My suspicions are that all this in general might have something to do with certificate pinning, perhaps to older versions of certificates. Perhaps existing installations re-pinned themselves somehow but new ones get certificates pinned back as if its still 2016 or something really daft like that. When databases start to get new rows in them from out of the blue, then out of the blue will either be online or another source locally. I guess leaving a machine or VM running offline for a long while might help prove things either way. My suspicion is that the smoking gun will be some kind of post install patch, downloaded only once and that the erroneous data used to rebuild the CRL dbs will be sitting on people's machines and getting re-used every now and again.

Looking at where everyone is here with debugging, there is clearly enough info for an engineer at Apple to work with and I suspect they may provide a patch. If not a simple fixing tool could be written an posted on github by the community.

I'm 2 weeks late to the party, and have in effect been having my own fixing party all by myself for a while, so apologies if I've added to confusion here.

The revocation source here isn't normal CRLs or OCSP I think it's a set of files on CMS (Content Management System) servers on the Akami network with the name of valid.apple.com. It looks like a hand rolled attempt of certificate revocation.

It looks like you'll need to extract out a client certificate to be able to talk to those machines but on there somewhere I bet we'll find the rouge data set. So the fix from Apple may just be to update some files on their CMS.

Of course we don't know how close to the version of trustd on High Sierra this source is, so it's quite easy to jump to conclusions here. I'm very good at doing that.

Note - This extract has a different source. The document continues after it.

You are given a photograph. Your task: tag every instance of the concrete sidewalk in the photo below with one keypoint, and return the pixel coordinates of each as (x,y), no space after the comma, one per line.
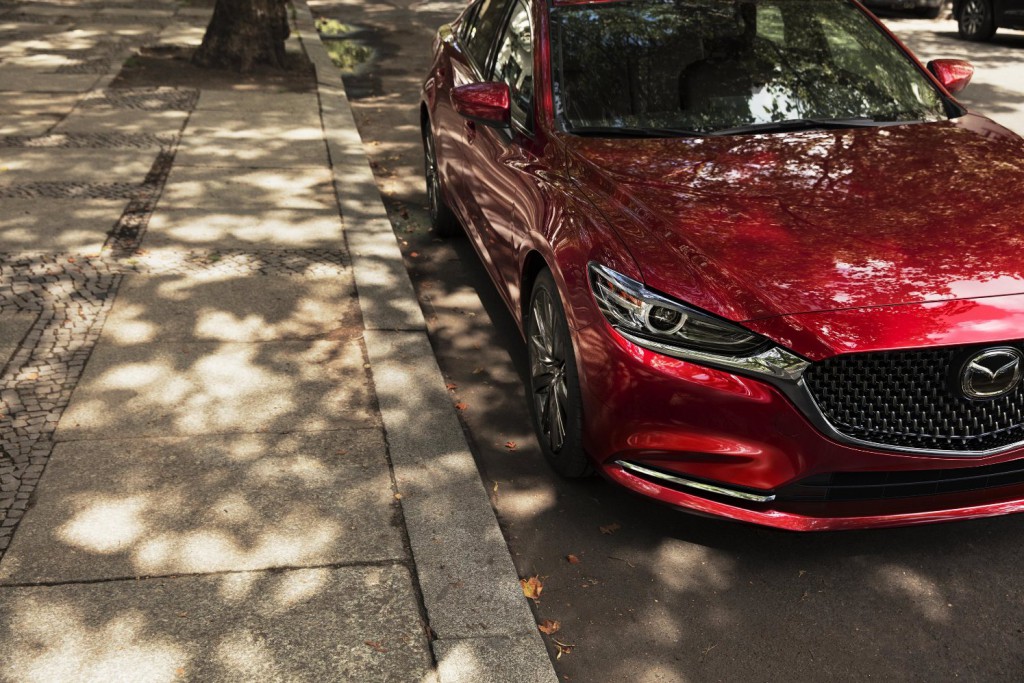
(226,452)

Note - 0 is no flags at all not kSecValidInfoComplete which is 0x1 so that could be the problem.

Note - 0 is no flags at all not kSecValidInfoComplete which is 0x1 so that could be the problem.

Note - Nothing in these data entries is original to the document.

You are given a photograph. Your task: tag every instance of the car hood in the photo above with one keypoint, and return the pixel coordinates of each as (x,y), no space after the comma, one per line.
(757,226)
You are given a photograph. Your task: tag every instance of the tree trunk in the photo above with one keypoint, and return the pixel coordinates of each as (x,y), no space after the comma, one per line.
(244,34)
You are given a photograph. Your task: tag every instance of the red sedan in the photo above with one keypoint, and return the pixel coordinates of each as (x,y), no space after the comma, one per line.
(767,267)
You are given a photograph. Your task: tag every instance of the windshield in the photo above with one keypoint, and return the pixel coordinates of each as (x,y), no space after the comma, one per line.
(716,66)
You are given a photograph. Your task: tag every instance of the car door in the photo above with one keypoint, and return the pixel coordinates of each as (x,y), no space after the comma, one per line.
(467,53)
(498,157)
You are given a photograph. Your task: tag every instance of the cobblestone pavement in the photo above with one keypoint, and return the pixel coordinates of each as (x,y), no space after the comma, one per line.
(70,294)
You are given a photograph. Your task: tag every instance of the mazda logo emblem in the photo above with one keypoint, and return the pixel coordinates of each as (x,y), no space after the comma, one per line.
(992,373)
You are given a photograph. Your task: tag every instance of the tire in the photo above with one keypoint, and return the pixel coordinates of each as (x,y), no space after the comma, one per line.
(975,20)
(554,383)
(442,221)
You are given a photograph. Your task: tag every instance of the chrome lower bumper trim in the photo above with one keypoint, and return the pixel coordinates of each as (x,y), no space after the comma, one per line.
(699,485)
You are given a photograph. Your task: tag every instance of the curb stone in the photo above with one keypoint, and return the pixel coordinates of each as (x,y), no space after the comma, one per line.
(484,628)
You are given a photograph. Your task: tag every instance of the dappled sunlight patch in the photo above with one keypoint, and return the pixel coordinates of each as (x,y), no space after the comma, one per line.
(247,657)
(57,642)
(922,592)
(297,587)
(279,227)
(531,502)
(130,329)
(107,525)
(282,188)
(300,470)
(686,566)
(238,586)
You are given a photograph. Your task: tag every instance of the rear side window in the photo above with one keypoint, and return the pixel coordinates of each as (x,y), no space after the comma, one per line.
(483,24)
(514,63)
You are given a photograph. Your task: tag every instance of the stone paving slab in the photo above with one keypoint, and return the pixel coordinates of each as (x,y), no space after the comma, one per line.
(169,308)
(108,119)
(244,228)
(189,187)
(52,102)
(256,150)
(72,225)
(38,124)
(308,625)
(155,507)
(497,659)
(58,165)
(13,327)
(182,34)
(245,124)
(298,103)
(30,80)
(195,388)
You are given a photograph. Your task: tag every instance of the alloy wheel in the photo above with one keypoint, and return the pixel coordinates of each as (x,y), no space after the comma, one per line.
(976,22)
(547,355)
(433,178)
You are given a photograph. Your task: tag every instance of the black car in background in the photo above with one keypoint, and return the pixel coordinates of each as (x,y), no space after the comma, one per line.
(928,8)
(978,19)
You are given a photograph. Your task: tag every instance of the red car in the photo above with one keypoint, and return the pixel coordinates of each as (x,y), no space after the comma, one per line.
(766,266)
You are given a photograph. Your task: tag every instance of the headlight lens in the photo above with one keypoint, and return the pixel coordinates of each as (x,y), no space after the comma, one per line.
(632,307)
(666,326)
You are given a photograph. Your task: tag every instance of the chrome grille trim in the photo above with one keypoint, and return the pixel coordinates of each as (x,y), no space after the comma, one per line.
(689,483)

You're right. My bit shifting is definitely rusty...

So the flag for the CA goes from 16 (kSecValidInfoAllowlist) to 0, which is either nothing, or undefined, or all good, or unset, or a defect.

I had noticed that "valid.apple.com" in the admin table. There seems to be a replying server at that FQDN. But I agree, HS is pulling that file "from somewhere" and this "somewhere" has incorrect data. Or trustd alters the data incorrectly.

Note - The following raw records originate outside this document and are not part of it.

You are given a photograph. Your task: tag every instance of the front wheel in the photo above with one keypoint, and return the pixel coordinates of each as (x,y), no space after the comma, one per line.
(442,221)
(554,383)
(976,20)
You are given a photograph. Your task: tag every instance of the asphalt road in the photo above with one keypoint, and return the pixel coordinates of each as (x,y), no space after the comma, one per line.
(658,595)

I left a VM non upgraded stuck at 17G66 without any patches and it still went wrong so my gut says this bug has been there for a while rather than in those patches. The exact trigger and code error may never be known, nor for sure if there really is a bug with code or data I'd think.

Tried every way I thought of but I can not seem to do this:

• "Wait until you see version 146 (sqlite3 /Library/Keychains/crls/valid.sqlite3 "select * from admin")

i.e. how do I see this?

My db is now running 17.7MB, BUT the few apps that didn't work, now work. Been several days, few reboots each day still holding. Even thought to have it run your automator app at boot time, but so far, so good.

Thought to go check out the app store, maybe get some freebie to see what was up. BUT as opposed to the iOS version, my desktop one is got only a few high profile paid apps, that is it (was trying to browse through it). Yeah, there is stuff there, you just can NOT browse for ANY of it. ***. So I looked at MacTracker, something I know works now and does show on my "purchased" page. Button said Install (when it should know I already acquired it)... so I did that, got all the indications of downloading, then button changed to Open. THAT button did nothing. HOWEVER, double clicking the app in the Finder did launch it. BUT thing is I AM operating with a db file that was "edited" by your automator!

FordhamAl wrote:

i had the exact same problem, i looked around and found this advice on another post:

cmd shift + G

/library/keychains/crls

delete "Valid.sqlite3"

worked for me, idk if it is fix for everyone but give it a try

Unless Apple has changed something, that fix is only temporary at best.